Perennial sea ice floats in the polar oceans and remains at the end of the summer, when the ice cover is at its minimum and seasonal sea ice has melted. This year-round ice averages about 3 meters (9.8 feet) in depth, but can be as thick as 7 meters (23 feet).

The study also found that temperatures in the Arctic are increasing at the rate of 2.2 degrees per decade. Melting sea ice would not affect sea levels, but it could profoundly impact summer shipping lanes, plankton blooms, ocean circulation systems, and global climate.

Comiso used satellite data to track trends in minimum Arctic sea ice cover and temperature over the Arctic from 1978 to 2000. Since sea ice does not change uniformly in terms of time or space, Comiso sectioned off portions of the Arctic data and carefully analyzed these sections to determine when ice had reached the minimum for that area each year. The results were compiled to obtain overall annual values of perennial sea ice.

Prior to the complete data provided by satellites, most records came from sparsely located ocean buoys, weather stations, and research vessels.

The rate of decline is expected to accelerate due to positive feedback systems between the ice, oceans and atmosphere. As temperatures in the Arctic rise, the summer ice cover retreats, more solar heat gets absorbed by the ocean, and more ice gets melted by a warmer upper water layer. Warmer water may delay freezing in the fall, leading to a thinner ice cover in the winter and spring, which makes the sea ice more vulnerable to melting in the subsequent summer.

Also, the rise in summer ice temperatures 2.2 Fahrenheit each decade could lengthen the summers, allowing earlier spring thaws and later freeze dates in the fall, causing further thinning and retreat of perennial ice.
Ice reflects light from the sun. As polar ice caps melt, less sunlight gets reflected into space. It is instead absorbed into the oceans and land, raising the overall temperature, and fueling further melting.

Comparing the differences between Arctic sea ice data from 1979 to 1989 and data from 1990 to 2000, Comiso found the biggest melting occurred in the western area (Beaufort and Chukchi Seas) while considerable losses were also apparent in the eastern region (Siberian, Laptev and Kara Seas). Also, perennial ice actually advanced in relatively small areas near Greenland.

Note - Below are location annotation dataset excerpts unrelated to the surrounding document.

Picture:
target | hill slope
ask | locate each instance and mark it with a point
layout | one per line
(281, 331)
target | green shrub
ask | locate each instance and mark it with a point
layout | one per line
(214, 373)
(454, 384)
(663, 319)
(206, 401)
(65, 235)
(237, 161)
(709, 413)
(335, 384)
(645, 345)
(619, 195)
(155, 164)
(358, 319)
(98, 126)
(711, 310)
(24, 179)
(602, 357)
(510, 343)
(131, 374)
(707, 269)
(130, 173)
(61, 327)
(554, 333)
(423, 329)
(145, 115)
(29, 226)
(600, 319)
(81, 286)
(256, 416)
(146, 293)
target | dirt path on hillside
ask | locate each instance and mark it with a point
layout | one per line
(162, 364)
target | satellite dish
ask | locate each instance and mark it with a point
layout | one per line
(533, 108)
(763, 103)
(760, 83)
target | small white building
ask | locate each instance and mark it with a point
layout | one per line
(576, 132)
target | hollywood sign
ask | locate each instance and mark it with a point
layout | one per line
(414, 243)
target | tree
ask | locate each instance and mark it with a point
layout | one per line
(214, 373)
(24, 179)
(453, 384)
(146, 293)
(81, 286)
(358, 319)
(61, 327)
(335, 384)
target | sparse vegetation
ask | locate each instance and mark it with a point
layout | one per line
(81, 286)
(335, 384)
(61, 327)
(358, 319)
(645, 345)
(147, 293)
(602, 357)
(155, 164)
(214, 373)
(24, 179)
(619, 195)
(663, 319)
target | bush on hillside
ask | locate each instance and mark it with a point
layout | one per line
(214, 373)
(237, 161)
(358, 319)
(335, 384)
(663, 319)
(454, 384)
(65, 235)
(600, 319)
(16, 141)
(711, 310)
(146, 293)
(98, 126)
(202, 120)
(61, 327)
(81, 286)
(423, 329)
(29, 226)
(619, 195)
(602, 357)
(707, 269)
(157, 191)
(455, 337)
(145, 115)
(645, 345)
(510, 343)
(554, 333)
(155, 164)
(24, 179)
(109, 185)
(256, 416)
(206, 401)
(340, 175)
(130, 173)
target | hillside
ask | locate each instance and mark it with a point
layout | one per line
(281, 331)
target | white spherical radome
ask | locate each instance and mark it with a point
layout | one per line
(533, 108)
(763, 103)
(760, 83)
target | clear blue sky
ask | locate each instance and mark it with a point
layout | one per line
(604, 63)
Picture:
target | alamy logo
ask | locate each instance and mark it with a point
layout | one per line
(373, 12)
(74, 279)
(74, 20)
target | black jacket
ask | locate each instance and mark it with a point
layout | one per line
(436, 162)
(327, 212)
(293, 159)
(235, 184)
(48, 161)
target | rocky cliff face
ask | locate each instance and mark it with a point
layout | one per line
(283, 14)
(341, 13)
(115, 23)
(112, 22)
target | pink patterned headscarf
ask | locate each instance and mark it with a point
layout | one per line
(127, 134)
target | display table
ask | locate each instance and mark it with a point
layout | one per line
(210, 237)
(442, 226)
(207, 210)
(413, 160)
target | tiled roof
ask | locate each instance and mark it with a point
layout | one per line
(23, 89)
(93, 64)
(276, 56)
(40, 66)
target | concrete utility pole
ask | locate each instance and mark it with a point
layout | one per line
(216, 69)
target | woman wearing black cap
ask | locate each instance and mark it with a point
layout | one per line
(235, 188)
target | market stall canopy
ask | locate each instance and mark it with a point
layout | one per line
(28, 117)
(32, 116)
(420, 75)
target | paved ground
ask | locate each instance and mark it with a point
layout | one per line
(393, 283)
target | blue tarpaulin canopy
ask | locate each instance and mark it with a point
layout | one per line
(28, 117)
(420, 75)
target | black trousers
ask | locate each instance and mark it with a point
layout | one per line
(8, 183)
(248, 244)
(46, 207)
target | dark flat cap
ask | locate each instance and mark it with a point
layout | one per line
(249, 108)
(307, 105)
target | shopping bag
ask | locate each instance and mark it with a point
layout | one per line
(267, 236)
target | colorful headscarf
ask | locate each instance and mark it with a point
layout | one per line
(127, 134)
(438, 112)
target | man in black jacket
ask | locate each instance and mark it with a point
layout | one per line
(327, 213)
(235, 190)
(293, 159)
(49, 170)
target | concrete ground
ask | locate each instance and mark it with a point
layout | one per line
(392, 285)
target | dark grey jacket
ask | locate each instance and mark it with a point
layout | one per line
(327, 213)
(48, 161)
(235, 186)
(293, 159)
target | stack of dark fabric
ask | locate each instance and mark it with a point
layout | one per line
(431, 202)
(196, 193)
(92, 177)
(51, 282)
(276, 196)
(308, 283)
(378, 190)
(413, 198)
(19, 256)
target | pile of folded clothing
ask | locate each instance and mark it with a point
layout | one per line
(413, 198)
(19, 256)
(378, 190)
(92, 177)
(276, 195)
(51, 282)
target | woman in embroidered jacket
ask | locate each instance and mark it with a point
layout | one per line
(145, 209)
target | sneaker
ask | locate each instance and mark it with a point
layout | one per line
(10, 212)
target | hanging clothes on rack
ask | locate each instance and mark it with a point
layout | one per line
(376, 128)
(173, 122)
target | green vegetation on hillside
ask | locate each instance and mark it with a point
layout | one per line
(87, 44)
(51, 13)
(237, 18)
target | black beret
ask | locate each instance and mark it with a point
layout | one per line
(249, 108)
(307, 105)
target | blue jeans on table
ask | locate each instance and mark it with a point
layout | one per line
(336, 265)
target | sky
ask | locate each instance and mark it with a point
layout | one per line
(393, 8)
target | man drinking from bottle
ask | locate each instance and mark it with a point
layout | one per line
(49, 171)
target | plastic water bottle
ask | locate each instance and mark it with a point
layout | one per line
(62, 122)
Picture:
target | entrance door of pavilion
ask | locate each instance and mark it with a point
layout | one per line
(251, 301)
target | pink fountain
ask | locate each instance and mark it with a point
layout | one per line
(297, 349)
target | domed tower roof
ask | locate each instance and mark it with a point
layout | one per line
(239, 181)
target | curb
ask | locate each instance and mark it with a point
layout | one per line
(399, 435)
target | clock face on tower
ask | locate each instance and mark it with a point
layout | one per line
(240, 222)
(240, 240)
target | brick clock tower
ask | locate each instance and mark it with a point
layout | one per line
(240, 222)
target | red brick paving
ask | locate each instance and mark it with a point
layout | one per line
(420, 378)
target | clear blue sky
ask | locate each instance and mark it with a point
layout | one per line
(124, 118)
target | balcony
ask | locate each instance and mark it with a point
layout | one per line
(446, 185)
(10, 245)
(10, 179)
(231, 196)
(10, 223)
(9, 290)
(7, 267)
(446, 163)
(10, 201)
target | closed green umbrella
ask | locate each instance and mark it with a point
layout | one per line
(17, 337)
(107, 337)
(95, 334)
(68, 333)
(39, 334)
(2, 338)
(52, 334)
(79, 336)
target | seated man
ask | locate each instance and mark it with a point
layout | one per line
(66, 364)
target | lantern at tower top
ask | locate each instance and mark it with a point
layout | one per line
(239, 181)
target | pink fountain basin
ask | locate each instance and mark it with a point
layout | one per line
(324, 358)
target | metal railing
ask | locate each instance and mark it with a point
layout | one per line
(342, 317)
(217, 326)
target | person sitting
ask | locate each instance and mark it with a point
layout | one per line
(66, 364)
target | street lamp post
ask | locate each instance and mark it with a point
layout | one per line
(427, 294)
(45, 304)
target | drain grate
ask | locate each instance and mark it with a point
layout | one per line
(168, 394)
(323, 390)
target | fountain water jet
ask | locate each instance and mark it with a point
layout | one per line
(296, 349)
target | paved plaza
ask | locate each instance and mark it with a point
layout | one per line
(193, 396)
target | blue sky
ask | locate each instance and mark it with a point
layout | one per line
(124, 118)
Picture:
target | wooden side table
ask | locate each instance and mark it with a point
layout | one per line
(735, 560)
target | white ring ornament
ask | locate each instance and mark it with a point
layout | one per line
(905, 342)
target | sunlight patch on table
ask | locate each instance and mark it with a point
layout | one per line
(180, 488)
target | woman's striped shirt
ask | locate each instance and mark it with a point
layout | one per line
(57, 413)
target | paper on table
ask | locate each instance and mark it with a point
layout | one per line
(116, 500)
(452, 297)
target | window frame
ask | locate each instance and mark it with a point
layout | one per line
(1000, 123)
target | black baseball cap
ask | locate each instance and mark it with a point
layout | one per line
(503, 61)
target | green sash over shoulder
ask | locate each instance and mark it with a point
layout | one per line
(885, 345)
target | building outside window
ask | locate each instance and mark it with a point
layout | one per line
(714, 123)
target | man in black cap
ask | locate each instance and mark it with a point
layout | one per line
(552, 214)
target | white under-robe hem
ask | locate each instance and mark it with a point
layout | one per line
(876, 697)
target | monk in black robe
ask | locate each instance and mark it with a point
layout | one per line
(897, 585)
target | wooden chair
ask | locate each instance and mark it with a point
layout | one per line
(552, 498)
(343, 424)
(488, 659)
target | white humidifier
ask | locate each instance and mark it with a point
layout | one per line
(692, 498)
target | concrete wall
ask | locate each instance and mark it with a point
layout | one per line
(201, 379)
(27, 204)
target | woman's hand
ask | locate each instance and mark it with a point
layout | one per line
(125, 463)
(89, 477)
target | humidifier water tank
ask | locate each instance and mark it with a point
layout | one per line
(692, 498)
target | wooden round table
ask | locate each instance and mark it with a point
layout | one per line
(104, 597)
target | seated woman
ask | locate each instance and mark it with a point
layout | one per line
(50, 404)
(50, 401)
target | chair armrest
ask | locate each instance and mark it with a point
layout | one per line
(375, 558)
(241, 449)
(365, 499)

In the short term, reduced ice cover would open shipping lanes through the Arctic. Also, massive melts could increase biological productivity, since melt water floats and provides a stable layer conducive to plankton blooms.

Also, both regional and global climate would be impacted, since summer sea ice currently reflects sunlight out to space, cooling the planet’s surface, and warming the atmosphere.

While the latest data came too late to be included in the paper, Comiso recently analyzed the ice cover data up to the present and discovered that this year’s perennial ice cover is the least extensive observed during the satellite era.

The study appears in the late October issue of Geophysical Research Letters, and was funded by NASA’s Cryospheric Sciences Program and the NASA Earth Science Enterprise/Earth Observing System Project.